A little background of Yung Kong :-
Yung Kong Galvanising Industries Berhad engages in the manufacture and sale of galvanized and coated steel products in Malaysia. The company, through its subsidiaries, markets and sells flat steel products, and other building and construction materials; and manufactures and sells furniture hardware and accessories. Yung Kong Galvanising Industries was founded in 1977 and is headquartered in Sarawak, Malaysia.
Yung Kong Galvanising Industries Bhd reported earnings results for the first quarter ended March 31, 2008. The company has registered first quarter pre-tax profit of MYR 6.611 million ($2.1 million), an improvement of 381.9% year-on-year thanks to the surge in steel prices. The steelmaker's revenue rose 23.3% to MYR 121.378 million for the three months ended 31 March 2008 against MYR 98.451 million for the previous corresponding period. Earnings per share rose to 6.77 sen from 1.13 sen previously.
Yeah, what was mentioned by forumer is true, why raising fund ? for a continue sound of business plan ? or paying debt ? Is the below subcription of right issue worth while ?
Renounceable rights issue of 65,178,300 Rights Shares together with 65,178,300free detachable Warrants at an issue price of RM0.50 per Rights Share (of which the first call of RM0.35 is payable in cash on application and the second callof RM0.15 is capitalised from the company’s revaluation reserve account andretained profit account) on the basis of one (1) Rights Share together with one(1) free detachable Warrant for every two (2) existing Shares (“Rights Issue with Warrants”) held at the Entitlement Date.
Lets mathematically the above by below example :-
1) Your holding of 2000 shares @ closing price of 0.64 sen = 640 X 2 = RM1280
2) Get to subscribe the right issue, you pay RM350 + RM10 (stamp duty) = RM360
3) Percentage of discount based on closing price = (0.64 - 0.35)/0.64 X 100 = 45%
4) Plus a free warrant (wonder how much is the listing price when it get listed, just assume this is bonus, since it is given free)
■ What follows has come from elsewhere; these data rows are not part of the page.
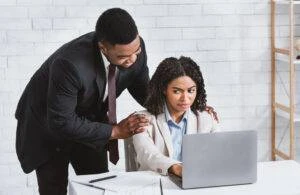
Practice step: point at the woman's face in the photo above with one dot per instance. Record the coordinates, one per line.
(180, 94)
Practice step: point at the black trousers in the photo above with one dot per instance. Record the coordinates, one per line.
(52, 176)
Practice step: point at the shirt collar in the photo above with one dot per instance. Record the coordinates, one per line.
(105, 61)
(169, 118)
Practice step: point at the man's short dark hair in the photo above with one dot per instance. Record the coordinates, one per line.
(116, 26)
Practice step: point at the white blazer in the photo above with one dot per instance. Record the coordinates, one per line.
(154, 148)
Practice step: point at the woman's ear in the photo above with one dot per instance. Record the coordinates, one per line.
(164, 92)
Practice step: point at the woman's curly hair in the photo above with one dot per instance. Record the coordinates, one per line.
(168, 70)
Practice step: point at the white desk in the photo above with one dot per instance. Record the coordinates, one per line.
(273, 178)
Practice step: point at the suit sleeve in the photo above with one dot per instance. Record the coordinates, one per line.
(64, 85)
(148, 155)
(138, 88)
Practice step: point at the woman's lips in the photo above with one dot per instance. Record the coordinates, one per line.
(184, 105)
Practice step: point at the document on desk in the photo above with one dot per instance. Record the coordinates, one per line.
(124, 182)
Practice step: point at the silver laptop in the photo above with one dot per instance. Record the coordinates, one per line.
(218, 159)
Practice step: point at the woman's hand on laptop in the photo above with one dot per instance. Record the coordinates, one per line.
(176, 169)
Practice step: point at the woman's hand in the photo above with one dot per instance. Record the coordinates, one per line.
(176, 169)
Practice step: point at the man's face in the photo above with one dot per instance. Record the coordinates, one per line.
(121, 55)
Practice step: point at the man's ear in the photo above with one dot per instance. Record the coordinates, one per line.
(102, 47)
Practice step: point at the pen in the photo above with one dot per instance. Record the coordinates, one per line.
(103, 178)
(160, 186)
(93, 186)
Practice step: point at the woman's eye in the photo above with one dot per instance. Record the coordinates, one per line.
(192, 90)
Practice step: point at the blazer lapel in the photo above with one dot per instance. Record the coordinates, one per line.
(164, 129)
(100, 78)
(192, 123)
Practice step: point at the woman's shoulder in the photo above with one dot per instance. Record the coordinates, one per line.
(146, 113)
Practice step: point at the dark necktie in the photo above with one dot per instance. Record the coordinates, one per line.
(112, 118)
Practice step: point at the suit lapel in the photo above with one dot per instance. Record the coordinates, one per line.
(164, 129)
(100, 77)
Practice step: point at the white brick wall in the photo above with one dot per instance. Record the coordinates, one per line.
(230, 39)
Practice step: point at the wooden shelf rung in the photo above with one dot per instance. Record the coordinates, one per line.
(282, 51)
(282, 155)
(282, 107)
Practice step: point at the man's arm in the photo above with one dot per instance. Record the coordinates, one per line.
(64, 85)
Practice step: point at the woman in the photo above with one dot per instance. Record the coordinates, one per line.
(175, 106)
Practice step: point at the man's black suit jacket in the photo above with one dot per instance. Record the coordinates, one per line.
(63, 102)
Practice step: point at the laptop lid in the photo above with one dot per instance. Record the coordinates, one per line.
(217, 159)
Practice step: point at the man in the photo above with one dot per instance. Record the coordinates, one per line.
(62, 114)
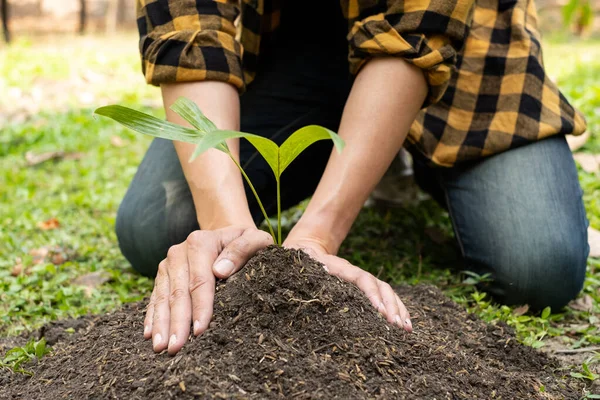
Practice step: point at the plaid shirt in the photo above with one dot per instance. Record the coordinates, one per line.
(488, 91)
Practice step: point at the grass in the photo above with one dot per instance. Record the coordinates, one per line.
(83, 195)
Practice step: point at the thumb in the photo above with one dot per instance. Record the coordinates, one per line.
(235, 255)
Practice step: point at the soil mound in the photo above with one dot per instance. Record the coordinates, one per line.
(284, 328)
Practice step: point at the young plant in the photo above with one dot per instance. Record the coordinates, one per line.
(14, 358)
(206, 136)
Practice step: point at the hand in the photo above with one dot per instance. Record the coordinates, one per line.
(184, 287)
(380, 294)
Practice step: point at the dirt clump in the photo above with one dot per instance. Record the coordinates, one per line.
(284, 328)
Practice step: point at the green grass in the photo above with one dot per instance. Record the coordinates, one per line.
(84, 195)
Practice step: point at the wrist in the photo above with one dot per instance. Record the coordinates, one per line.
(239, 220)
(326, 228)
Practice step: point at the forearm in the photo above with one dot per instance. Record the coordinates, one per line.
(383, 103)
(214, 180)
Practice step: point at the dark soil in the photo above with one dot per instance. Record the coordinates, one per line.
(284, 328)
Looks pretty impressive to subscribe with a discount of 45% plus a free warrant but all this subject to the following :-
5) Your eventual holding is 3000 shares, that bring you an overall average price of = (1280 + 360)/3000 = 0.55sen
6) Ex-right will bring the share price adjusted to 0.55sen, if the closing is still 0.64 on 9/6/2008. Do you think at 0.55sen is still a good valuation ?
7) With additional new shares, the paid up capital increases, diluted and liquitity increases as well, these in turn will affect the EPS.
8) Now come to a more concern area, how overwelming is the subscription as mentioned by DoReMe ? If fully subscribed or a high subscription of the rights issue then YK happy and pocket the raised fund and everything stay normal...what if the underwriter has a,
9) undersubscribe shares, then a big problem arise here. They may then left no choice but to try sell the surplus new shares in the market, this will lead to a effective depression of the share price.
With the above you make the judgement. Personally, i think YUNKONG has a healthly BS and profit surge. Is normal for one to raise fund for company expansion unless a bad management has bad intention behind it but this company has been around for 30 years so i doubt it. Therefore should not be a problem subscribing the right issue with a 45% discount but anything can happen. Again this does not represent a BUY, act at you own risk. Bye, happy trading.